Saturday, May 28, 2005

Of the Culture of Life and Cognitive Dissonance

On Schaivo, Bush asserted that in such tricky ethical questions, we should err on the side of life. The House has voted in favor of stem-cell research (write your Reps and thank them – support is as important as dissent), and Bush promises to veto this act. How he reconciles this cognitive dissonance I do not know, but let's play Biology 101 and talk about stem cells.

First, stem cells are not derived from forced abortions of Christian babies. Scientists get them as necessary by-products of in vitro fertilization. Were they not used for bioresearch, they would be discarded (or frozen and unused for anything). So, no harm, no foul. This throwing away of stem cells, however, is overlooked by the theocrats – an important point raised by Ira Flatow on yesterday's TOTN Science Friday on NPR. Why the unjustifiable distinction here? Is it because, perhaps, a Manichean, Christian worldview can't account for grey areas and ethical subtlety?

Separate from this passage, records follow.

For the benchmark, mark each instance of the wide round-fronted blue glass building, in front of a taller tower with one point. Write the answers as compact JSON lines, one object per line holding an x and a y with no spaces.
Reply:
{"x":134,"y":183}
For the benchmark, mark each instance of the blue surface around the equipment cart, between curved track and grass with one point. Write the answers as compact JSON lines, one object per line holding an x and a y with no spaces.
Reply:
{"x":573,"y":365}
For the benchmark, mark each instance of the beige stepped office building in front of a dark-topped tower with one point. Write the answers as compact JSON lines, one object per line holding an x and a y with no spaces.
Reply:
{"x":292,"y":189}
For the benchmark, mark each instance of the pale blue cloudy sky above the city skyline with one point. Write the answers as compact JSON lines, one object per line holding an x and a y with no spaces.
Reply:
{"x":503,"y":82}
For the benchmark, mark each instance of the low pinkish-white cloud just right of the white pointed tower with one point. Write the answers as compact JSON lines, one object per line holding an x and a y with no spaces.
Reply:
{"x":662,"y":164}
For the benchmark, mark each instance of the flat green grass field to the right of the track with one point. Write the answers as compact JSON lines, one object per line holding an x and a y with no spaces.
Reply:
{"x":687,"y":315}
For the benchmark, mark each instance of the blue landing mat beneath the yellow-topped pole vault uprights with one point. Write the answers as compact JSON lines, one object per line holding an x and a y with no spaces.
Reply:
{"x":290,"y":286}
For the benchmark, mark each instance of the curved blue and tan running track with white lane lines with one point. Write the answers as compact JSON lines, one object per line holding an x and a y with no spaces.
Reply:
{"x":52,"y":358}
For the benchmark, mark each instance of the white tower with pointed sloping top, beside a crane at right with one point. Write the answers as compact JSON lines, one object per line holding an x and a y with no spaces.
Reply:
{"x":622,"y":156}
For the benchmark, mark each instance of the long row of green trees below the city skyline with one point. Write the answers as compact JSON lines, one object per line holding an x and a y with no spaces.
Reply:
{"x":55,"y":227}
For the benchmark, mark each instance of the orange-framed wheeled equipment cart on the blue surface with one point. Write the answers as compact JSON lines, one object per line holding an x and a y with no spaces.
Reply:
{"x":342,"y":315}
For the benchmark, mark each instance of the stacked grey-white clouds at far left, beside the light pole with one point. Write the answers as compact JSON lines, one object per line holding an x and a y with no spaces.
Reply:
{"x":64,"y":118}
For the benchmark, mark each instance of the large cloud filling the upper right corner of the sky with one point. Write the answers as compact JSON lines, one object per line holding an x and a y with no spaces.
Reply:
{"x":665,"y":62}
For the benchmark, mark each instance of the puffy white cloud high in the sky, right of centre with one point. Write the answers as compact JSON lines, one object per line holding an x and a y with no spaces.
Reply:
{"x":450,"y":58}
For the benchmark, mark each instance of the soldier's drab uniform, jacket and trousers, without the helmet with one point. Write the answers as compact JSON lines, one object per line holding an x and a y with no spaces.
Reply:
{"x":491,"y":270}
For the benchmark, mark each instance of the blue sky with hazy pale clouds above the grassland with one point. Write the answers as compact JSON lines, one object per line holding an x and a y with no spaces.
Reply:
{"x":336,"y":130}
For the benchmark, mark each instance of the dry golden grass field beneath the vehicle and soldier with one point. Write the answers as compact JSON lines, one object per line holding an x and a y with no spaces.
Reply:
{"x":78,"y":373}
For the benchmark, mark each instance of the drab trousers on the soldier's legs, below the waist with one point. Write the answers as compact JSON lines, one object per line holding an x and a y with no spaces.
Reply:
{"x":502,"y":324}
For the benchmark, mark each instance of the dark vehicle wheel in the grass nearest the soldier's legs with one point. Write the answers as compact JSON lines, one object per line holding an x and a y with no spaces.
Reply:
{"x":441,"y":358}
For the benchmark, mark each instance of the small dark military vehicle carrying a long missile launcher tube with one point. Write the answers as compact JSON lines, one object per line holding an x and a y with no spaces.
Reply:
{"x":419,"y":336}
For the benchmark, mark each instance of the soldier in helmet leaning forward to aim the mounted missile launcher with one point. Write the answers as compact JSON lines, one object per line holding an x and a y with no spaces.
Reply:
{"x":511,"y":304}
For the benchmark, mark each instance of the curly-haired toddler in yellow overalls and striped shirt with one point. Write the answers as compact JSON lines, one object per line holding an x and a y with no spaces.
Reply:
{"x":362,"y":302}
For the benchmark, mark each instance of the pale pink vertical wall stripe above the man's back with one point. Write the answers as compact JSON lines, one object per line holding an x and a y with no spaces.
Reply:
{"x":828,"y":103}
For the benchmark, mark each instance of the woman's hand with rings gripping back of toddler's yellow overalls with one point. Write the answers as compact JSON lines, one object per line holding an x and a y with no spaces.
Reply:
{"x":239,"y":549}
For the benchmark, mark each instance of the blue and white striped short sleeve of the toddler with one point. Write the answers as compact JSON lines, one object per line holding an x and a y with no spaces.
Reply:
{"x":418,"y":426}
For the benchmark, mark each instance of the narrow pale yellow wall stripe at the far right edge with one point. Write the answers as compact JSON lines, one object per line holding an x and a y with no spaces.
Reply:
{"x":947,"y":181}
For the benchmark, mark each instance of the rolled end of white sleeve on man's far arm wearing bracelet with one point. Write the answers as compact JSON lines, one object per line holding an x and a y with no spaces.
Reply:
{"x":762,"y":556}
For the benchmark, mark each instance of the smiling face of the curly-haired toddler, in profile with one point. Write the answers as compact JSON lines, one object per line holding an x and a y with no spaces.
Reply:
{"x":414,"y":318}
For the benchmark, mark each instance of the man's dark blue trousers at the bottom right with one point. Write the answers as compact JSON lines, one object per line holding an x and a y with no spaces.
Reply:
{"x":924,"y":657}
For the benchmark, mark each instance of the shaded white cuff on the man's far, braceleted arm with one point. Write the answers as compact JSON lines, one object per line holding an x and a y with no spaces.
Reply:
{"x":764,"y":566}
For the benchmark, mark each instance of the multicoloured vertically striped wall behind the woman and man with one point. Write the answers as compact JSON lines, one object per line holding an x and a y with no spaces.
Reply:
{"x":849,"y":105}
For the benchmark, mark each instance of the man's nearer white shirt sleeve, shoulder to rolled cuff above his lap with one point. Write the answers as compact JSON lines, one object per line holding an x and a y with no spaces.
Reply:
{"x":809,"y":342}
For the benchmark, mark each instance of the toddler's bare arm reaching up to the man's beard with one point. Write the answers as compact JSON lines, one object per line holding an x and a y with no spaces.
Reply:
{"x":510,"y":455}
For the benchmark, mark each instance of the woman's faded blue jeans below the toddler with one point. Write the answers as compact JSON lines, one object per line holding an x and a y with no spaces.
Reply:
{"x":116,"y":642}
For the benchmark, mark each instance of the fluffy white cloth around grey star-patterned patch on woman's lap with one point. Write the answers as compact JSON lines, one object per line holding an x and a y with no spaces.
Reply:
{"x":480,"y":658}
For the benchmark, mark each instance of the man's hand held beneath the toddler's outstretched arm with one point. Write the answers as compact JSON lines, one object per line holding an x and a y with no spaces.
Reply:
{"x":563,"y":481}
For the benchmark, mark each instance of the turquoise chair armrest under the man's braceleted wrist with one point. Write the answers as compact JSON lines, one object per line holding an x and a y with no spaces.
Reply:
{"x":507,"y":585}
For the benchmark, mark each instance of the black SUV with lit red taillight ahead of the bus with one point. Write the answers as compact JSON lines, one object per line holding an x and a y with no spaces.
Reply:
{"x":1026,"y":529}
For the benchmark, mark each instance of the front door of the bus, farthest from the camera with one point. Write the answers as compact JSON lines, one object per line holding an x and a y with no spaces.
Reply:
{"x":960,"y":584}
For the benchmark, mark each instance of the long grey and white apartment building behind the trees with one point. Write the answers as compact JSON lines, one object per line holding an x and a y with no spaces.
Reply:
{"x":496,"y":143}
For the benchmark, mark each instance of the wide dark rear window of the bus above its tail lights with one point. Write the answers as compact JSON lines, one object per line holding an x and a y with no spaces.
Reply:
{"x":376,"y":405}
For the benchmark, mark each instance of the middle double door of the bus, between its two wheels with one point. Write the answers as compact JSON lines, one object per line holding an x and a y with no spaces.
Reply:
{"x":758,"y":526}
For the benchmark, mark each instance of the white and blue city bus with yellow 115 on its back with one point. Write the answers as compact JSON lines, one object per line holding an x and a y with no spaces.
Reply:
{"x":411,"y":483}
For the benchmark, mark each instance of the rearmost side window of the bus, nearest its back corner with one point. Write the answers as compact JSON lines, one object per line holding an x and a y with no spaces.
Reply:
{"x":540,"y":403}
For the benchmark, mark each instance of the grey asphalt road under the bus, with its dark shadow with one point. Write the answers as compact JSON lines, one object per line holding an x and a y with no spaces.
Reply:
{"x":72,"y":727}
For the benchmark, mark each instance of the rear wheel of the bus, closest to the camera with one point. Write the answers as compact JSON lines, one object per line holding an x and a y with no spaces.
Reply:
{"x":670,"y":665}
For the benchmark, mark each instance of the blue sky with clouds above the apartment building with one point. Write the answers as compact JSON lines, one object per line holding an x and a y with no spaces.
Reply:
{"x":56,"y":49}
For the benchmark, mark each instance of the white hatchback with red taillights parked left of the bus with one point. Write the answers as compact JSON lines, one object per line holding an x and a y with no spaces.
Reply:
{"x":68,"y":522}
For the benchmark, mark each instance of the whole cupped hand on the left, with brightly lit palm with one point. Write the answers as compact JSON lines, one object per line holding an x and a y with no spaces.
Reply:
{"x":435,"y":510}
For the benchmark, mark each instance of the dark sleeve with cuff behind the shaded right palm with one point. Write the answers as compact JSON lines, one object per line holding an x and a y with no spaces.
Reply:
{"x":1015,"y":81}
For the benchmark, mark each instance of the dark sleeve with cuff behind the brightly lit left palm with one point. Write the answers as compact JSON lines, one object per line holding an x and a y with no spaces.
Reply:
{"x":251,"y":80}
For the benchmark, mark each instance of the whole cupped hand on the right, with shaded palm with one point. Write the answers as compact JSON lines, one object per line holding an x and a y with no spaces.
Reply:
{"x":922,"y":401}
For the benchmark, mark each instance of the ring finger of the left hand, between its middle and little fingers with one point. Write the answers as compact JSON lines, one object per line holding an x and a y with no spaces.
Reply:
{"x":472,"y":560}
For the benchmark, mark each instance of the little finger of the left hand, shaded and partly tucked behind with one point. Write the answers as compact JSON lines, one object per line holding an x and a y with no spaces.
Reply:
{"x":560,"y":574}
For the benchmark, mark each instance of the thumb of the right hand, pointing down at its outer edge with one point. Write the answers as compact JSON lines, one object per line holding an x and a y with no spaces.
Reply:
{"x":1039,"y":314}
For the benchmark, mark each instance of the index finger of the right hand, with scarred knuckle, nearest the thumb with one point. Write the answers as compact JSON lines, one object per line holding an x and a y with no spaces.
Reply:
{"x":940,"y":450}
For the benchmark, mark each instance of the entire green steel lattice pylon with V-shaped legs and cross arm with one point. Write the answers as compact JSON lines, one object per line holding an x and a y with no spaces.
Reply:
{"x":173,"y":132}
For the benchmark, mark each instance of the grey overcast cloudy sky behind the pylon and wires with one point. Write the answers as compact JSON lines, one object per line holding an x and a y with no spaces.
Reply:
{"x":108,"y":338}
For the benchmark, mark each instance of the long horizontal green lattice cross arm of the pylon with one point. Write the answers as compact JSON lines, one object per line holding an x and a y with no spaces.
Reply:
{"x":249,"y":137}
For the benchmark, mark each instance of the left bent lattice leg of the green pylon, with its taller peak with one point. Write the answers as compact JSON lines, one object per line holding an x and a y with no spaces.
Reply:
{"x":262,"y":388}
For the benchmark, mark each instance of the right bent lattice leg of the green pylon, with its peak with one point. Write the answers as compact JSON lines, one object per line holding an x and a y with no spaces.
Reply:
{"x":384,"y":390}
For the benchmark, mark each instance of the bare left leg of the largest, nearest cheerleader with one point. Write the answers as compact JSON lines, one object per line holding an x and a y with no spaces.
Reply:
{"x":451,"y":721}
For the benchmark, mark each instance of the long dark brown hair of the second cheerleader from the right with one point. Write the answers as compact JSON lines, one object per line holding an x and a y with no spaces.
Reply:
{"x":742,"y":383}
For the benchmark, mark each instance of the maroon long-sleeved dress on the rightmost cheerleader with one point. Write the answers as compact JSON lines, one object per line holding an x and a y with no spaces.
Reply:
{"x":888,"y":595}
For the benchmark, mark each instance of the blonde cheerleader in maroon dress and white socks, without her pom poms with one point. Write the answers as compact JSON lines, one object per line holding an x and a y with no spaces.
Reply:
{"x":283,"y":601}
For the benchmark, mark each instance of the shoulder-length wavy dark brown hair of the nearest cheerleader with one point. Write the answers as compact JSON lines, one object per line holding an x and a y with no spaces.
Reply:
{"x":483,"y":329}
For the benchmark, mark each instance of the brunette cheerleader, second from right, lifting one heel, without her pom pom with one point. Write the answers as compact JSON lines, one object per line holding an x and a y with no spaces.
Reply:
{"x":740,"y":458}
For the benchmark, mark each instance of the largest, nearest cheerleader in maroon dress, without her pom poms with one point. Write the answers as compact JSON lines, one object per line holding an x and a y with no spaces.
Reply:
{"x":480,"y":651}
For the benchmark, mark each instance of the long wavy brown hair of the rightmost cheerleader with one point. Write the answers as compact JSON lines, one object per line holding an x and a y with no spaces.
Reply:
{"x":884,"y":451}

If we follow the "all life is sacred and predetermined by god" argument of Bush et al to its logical conclusion, though, even a sperm or egg is sacred. This means that every woman of menstruating age commits spontaneous murder every month. While this fits well into the misogynist nonsense of Abrahamic religions, it causes the argument against stem cell research to crumble on its own warrant, and has no place whatsoever in our modern political discourse.

The Bush admin. claims a compromise in alloting for preexisting stem cell lines, as of Aug. 2001, to be used. But this ignores that the lines available are contaminated, as Carl Zimmer explains here. Compromise, my ass.

Meanwhile, Korean scientists (and let's acknowledge the prevalence of Xianity in South Korea), are pushing the stem cell envelope. Bush came to my college awhile back to talk about jobs. Responding to the shift of manufacturing jobs overseas, he spoke, in trademark hyperbole and bad grammar, of the potential of high-paying, highly skilled jobs in biotechnology. Why, then, does he oppose the foundation of these jobs? The community college system, I suppose, better start increasing their foreign language curriculum, since us future biologists will have to move overseas to do our life-saving, ethically based research.

It should come as no surprise that the radical faction of the Republican party in power is drawing its support from people who do, in fact, hate science, methodological naturalism, empiricism, and basically every advance in human thought in the last three centuries. From KS to PA to GA, we have the lying cancer of reformed creationism – Intelligent Design Creationism – making headway into our public school curriculum. The strategy of ID is to take a few examples of biochemical processes which evolutionary theory has yet to explain and build a supposed alternative "theory" to it, namely the idea that since we haven't figured it out, god did it. This is intellectual suicide, and in the global economy, the students subjected to this anti-intellectualism will suffer. Biological research is built around seeking the missing pieces of life's puzzle. The ID movement and the opponents of stem cell research – from which the theocrats draw support – seek to build ideas on, by definition, the missing pieces of the puzzle. This, as any freshman should be able to argue, is an argumentative fallacy - argument from incredulity. It should come as no surprise, then, that their ideas are complete, useless bullshit.